Así lo he venido haciendo poco a poco, asumiendo su primer baño (qué complicado bañar a un niño, sobre todo con una manos tan burdas como las mías, pero es cuestión de experiencia como todo), limpiarle por primera vez la cola, cuidarle su sueño, darle de comer constantemente, pero sobre todo, no saber qué puede pasar con tal o cual síntoma, ¿estará mal? ¿hay que llevarla al médico de urgencias? ¿por qué ese famoso pujo? ¿quién la alzó? ¿hay un mal de ojo? ¿es normal lo que hace? ¿estaremos haciendo las cosas bien, en qué nos hemos equivocado?
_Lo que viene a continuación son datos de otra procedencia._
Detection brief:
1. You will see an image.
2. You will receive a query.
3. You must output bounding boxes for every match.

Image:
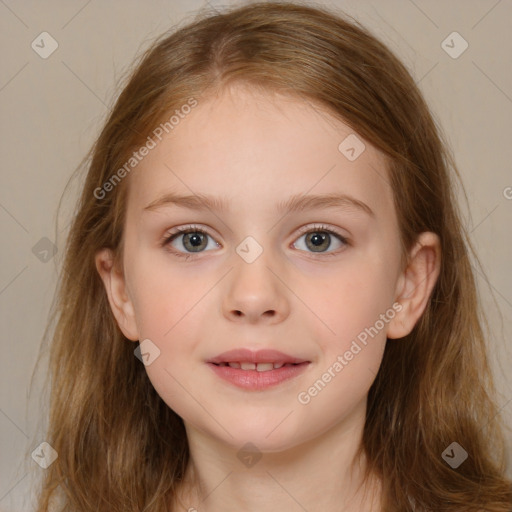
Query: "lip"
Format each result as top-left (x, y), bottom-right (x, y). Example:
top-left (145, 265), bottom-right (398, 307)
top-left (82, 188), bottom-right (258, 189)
top-left (207, 348), bottom-right (311, 391)
top-left (207, 348), bottom-right (311, 371)
top-left (208, 361), bottom-right (310, 391)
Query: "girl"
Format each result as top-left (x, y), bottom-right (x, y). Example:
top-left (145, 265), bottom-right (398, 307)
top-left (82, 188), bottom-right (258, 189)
top-left (34, 3), bottom-right (512, 512)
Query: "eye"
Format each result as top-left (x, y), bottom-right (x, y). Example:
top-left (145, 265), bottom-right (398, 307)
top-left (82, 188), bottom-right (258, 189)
top-left (162, 226), bottom-right (219, 258)
top-left (294, 225), bottom-right (348, 256)
top-left (161, 225), bottom-right (348, 259)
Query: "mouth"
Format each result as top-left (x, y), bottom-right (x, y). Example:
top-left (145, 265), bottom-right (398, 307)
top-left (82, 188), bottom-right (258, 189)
top-left (212, 361), bottom-right (309, 372)
top-left (206, 349), bottom-right (311, 391)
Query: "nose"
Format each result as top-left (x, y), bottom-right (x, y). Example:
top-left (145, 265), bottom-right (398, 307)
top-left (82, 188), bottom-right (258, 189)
top-left (223, 254), bottom-right (290, 324)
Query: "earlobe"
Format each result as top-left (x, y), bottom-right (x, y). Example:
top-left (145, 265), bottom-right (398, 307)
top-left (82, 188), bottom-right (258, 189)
top-left (387, 232), bottom-right (441, 339)
top-left (95, 249), bottom-right (139, 341)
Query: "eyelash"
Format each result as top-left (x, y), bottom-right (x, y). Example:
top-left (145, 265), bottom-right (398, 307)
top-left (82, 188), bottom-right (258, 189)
top-left (161, 224), bottom-right (349, 260)
top-left (161, 224), bottom-right (349, 260)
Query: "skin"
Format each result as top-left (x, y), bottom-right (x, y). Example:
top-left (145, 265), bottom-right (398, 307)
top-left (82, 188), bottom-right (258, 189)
top-left (96, 85), bottom-right (440, 512)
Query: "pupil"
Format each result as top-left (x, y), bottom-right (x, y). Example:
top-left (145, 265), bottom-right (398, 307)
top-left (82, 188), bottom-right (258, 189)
top-left (185, 233), bottom-right (203, 247)
top-left (308, 232), bottom-right (330, 252)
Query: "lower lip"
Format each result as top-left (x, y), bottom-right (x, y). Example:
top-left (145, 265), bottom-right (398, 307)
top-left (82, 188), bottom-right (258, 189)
top-left (208, 362), bottom-right (309, 391)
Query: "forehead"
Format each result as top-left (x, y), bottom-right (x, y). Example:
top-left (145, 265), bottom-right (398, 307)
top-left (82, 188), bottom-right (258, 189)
top-left (128, 83), bottom-right (392, 218)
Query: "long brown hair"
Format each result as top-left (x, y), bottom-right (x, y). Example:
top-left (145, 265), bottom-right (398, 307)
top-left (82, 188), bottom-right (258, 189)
top-left (33, 2), bottom-right (512, 512)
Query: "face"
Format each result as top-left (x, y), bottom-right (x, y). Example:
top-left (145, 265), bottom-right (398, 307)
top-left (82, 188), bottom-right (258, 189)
top-left (98, 83), bottom-right (432, 452)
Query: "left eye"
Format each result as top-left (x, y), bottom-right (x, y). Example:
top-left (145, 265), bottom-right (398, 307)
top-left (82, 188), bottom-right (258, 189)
top-left (162, 226), bottom-right (348, 258)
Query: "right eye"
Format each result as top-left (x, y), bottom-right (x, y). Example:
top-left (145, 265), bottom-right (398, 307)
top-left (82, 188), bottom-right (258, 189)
top-left (162, 226), bottom-right (219, 258)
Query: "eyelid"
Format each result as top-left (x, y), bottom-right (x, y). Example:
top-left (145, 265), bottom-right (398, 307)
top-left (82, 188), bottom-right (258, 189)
top-left (160, 223), bottom-right (350, 258)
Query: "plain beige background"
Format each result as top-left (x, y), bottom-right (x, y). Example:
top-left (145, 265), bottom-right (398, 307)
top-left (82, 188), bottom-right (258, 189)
top-left (0, 0), bottom-right (512, 511)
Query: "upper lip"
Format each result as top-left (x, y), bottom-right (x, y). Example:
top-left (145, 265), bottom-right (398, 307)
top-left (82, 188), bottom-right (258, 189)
top-left (207, 348), bottom-right (310, 364)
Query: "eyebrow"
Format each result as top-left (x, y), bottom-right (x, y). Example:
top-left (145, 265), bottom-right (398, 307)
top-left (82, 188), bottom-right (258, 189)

Cada una de estas preguntas recorrieron nuestra cabeza y siempre las respuestas fueron las más sencillas, el tiempo nos las fue contestando. Ahora Juanita mueve libremente sus pies, grita pidiendo cosas, está incomoda y necesita refrescarse, es necesario un baño, y lo puede exigir, pues ya pesa 8600 gramos y hace parte de mi vida, le pregunto que quiere y una sonrisa es su respuesta. Efectivamente quiere vivir, al igual que yo.

1 comentario:

Sandra Calvo dijo...

Si mis lágrimas no son suficiente respuesta para semejante texto, ¿entonces qué? Persigo cada una de sus palabras, cada vez con más hambre, porque lo mismo que hoy lo sacia a sumercé, a mí, desde hace cinco años, me alimenta la vida. Lo entiendo perfectamente, pero fue hermoso poder percibir sus sentimientos en estas letras ya que los míos se reflejan en la sonrisa de Marianita y ésta me dice que todo dolor sufrido, como sé que lo sabe Clemencia, valió, vale y valdrá la pena siempre. Gracias por compartir con nosotros el milagro que pudo más que los atractivos encantos de la vagancia. El verdadero amor lo puede todo. Un abrazo, mi profe. Saludos y bendiciones para sumercé, Juanita y Clemencia.